Change, Humility, letting go, Life Coaching, life with kids, Love, Non Bendy Yoga, Yoga

Dear God its me Danielle. A breast cancer story.

 

Are you there God it’s me Dani. Mom gave me a copy of the new Judy Blume Book, Are you there “God it’s me Margaret” and I just finished reading it.   What a really cool book. I was wondering God if you could help me out like you helped out Margaret.

Margaret really wanted her period to happen I don’t really care about that, but I’d really like to grow some boobs. Laurie and Sylvie have them, and it looks like Bev and Tiffany are starting to grow some too I don’t have anything. All I have is that stupid picture of me that we took at an amusement park where I’m wearing a bikini. It’s not a real bikini my face is shoved into hole with a painting of some cartoon figure that’s got a way more developed body than mine. Bruno says he would kiss me if I had boobs that big. Nobody wants to kiss me now.

Please God? Hail Mary full of Grace

Hi God it’s me Dani. I’ve been praying for boobs now forever! Every night for at least two months! And I have grown nothing. Not even a pimple.

Please God? Hail Mary full of Grace

Are you there God it’s me Dani I start boarding school next week and I still don’t have boobs and in setting me up Mom bought me a bunch of bras. She won’t be around while I’m at school. Lucky Her! Mom will be back home. So she bought me “One of every kind!” Kind of a waste of money I think.

Please God? Hail Mary, full of Grace.

Are you there God it’s me Danielle. I’m using my real name now because I am tired of the other girls calling me “Danny Boy” I thought I might be getting fat a because now I’m eating as many chips I want to for the first time in my whole life. (Mom is not around to nag). Chips are not making my face look any better. “It looks like a flower garden full of white and red roses.” As Mom would say. However I think I might be getting boobs!

Can you make them this big please God? Hail Mary, full of Grace.

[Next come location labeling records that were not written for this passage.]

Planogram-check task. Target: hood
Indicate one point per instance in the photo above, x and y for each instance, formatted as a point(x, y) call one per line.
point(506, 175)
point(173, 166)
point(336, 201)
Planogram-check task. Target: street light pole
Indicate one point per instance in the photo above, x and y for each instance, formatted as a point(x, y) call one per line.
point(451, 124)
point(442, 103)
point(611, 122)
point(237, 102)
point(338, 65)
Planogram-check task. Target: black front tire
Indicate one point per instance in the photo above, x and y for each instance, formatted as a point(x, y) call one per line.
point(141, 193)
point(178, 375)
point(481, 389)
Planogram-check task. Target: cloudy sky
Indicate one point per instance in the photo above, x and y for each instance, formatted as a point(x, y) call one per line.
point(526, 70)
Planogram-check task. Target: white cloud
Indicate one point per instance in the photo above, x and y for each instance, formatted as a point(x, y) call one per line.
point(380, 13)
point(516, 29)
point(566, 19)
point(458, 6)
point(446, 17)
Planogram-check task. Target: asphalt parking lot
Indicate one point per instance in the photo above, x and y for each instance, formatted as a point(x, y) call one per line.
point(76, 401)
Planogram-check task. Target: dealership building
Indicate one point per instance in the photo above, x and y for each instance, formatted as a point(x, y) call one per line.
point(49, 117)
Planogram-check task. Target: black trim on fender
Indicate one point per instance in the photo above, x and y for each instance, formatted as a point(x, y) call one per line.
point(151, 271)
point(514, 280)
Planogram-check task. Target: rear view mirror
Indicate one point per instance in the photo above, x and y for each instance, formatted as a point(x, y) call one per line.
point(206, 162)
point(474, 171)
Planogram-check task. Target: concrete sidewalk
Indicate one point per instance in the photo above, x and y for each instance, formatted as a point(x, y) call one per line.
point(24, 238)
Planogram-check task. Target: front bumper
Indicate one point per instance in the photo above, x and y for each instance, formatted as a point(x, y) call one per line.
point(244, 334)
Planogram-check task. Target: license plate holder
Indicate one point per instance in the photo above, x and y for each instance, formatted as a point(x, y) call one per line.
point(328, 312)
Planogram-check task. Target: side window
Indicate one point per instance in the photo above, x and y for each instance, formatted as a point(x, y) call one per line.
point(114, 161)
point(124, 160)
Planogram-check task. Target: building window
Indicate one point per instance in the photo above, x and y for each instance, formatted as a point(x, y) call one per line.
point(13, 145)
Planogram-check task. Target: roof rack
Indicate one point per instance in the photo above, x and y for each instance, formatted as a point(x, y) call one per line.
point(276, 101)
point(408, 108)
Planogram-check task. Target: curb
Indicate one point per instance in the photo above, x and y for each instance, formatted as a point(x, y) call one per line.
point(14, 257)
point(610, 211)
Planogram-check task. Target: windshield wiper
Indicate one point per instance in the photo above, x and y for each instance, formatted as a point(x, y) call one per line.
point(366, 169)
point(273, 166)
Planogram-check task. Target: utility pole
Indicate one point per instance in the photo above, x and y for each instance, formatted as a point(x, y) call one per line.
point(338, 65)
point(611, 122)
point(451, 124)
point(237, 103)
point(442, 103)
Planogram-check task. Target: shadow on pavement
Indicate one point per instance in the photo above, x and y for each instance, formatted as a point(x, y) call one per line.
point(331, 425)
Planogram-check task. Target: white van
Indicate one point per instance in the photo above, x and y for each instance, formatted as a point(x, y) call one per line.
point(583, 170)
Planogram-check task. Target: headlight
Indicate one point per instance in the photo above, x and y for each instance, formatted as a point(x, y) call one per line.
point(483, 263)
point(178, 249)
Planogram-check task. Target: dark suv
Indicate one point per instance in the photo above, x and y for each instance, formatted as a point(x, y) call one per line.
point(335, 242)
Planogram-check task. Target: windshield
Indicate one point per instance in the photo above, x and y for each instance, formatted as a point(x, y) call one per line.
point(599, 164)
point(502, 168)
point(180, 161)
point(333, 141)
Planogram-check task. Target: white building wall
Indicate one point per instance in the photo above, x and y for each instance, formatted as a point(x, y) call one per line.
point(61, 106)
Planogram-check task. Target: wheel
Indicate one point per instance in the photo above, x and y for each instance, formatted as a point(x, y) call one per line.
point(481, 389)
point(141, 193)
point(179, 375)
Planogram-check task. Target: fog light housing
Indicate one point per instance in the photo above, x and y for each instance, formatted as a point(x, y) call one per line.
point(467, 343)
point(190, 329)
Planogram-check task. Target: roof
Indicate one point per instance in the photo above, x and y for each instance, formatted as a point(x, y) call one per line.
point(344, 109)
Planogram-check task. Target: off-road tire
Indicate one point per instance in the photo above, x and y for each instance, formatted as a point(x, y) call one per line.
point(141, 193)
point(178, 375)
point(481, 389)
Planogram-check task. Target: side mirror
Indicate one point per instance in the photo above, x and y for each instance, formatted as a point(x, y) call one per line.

Are you there God it’s me Danielle thank you for the boobs it’s totally cool going back home for Christmas and finally having boobs! I’ve packed “One of every kind of bra” just for the hell of it!!

Thanks God! Hail Mary, full of Grace.

Are you there God it’s me Danielle I need some help with these boobs. Please help me get them to work. I know it’s been at least 15 years since you and I talked about them. Thanks for them, they worked great! I filled out my prom and wedding dress with them and my darling husband loves them. But right now I’m sitting here with this squalling creature trying to stuff my nipple into its mouth. They are huge and they hurt and this tiny creature can’t seem to get its little mouth onto something that’s the size of its head.

Can you help please God? Hail Mary full of Grace

 

Are you there God it’s me Danielle I’ve had a million people handling these boobs and no success going to the breast-feeding clinic please this baby is not gaining weight as he should. Can you help please God? Hail Mary full of Grace

Are you there God it’s me Dani. I know we’ve spoken about other topics quite a bit in the past for the past few years. But I’m asking another favor about my boobs. I know a bitched and whined complained and said they were too big and too small or leaky or saggy but right now I just like to be able to test negative and be able to keep them.